Sunday, March 17, 2013

Our Moon has Blood Clots

I finally finished reading Rahul Panditas “Our Moon has Blood clots”. Even as I type this out, somehow, I am unable to type out at usual speed. Words are tough to get, sentences do not flow and the heart feels heavy. I have nothing to do with Kashmir- other than the fact that it is an Indian state. But something about the book struck a chord in my mind.

Three thoughts bothered me as I read through the book. 

As I read the book, I went back to 1990. At that time, I was in school. In the late 80s and 90s there was much brouhaha over the Mandal Commission, the Ayodhya movement and we all knew about it, but the Kashmir issue was somewhere in the backburner. And I remember that it was only a few years ago that I learnt about the forced exodus of the Kashmiri Pandits. Would I have learnt it without the internet and its active right community? I shudder to think that I would, perhaps, not have come across it at all. The Kashmir Pandit exile is almost a forgotten chapter for Indias chatterati. And does not seem to have received the attention it did in the 90s. And I wonder why? Werent the Pandits Indians? Werent those who perpetuated it on them Indian? Why was this forced tragedy ignored? And precious little done about it? Even till date. And there has been a lot that has gone on in trying to hide the truth about the issue. The book does a great job in bringing these out.

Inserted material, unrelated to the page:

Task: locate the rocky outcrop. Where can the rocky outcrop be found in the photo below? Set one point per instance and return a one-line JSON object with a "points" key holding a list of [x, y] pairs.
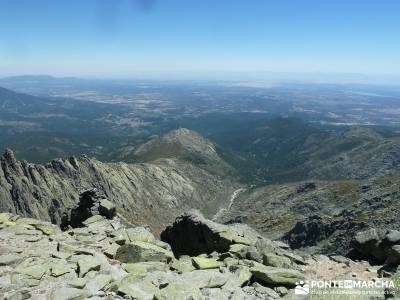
{"points": [[146, 193], [319, 217], [90, 204], [380, 246], [105, 259]]}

The second thought that bothered me as I read the book was the remarkable parallels between that and other books. Lajja for one – set in Bangladesh. Tamas and to a lesser extent, Train to Pakistan, set during partition times. Each of these books is on a similar subject of Hindus and Muslims. What bothered me was that, for centuries, these two communities stay alongside talking the same language and culture – everything similar except the god they worship and then, at a particular point, when push comes to shove, one specific community slaughters the other.

Friends turn active foes or simply turn away or turn co-conspirators. What is it that institutionalizes hatred in such deep terms? (We all know what it is, but it is fashionable to not talk about it and pretend that such a vile ideology does not exist.)

It is very tempting to think of Kashmir as a special case, but frankly it is not. Atleast my reading of history and contemporary events across the world does not point so. This has happened because a vile ideology has spread its tentacles amongst the people (And there is proof of this spread happening bit by bit, by money, by influence, by violence, by stifling the voices of those who oppose it.). And if this can happen in a culture widely regarded as tolerant and 'mixed' and 'syncretic' - there is precious little hope elsewhere, unless there is a counter influence - and that influence is not there at all. There are deniers, there are useful idiots, there are vacuous apologists, there are equivocators, but very very few calling out an ideology as vile.

The book shows the mirror to a people who today perpetually claim persecution, but who have brutally conspired to drive another community nearly into extinction. And yes, this has happened in India - in the great secular democratic state we are proud to be part of - and yes, in the recent past and it continues to be so.

Third, and this is perhaps the most important one. Before the forced exodus, there were many events that happened. And this is what I call as 'creeping poison'. First, one community is asked to wear an identifier (or remove an identifier) - and this has a creepy parallel with Nazis. And hatred is spread on a day to day basis - with basic humanity being denied. There are sporadic incidents here and there. Each day this goes on and on and finally, one day, all the hatred reaches a tipping point. There is no surprise about it - but like the proverbial frog in boiling water, everybody lives in denial - government, society and others. It is not difficult to identify the source(s) and clamp down on them.

I don't know. All I can say is that the book is a depressing read. This happened in our country 20 odd years ago and even today there is very little happening to rehabilitate the community - to give them back their land and home or to prevent its recurrence in other parts of the country.

But this is a great book - it is a story that deserves to be told by the millions who continue to live in forced exile. Hats off to Rahul Pandita to write out this book.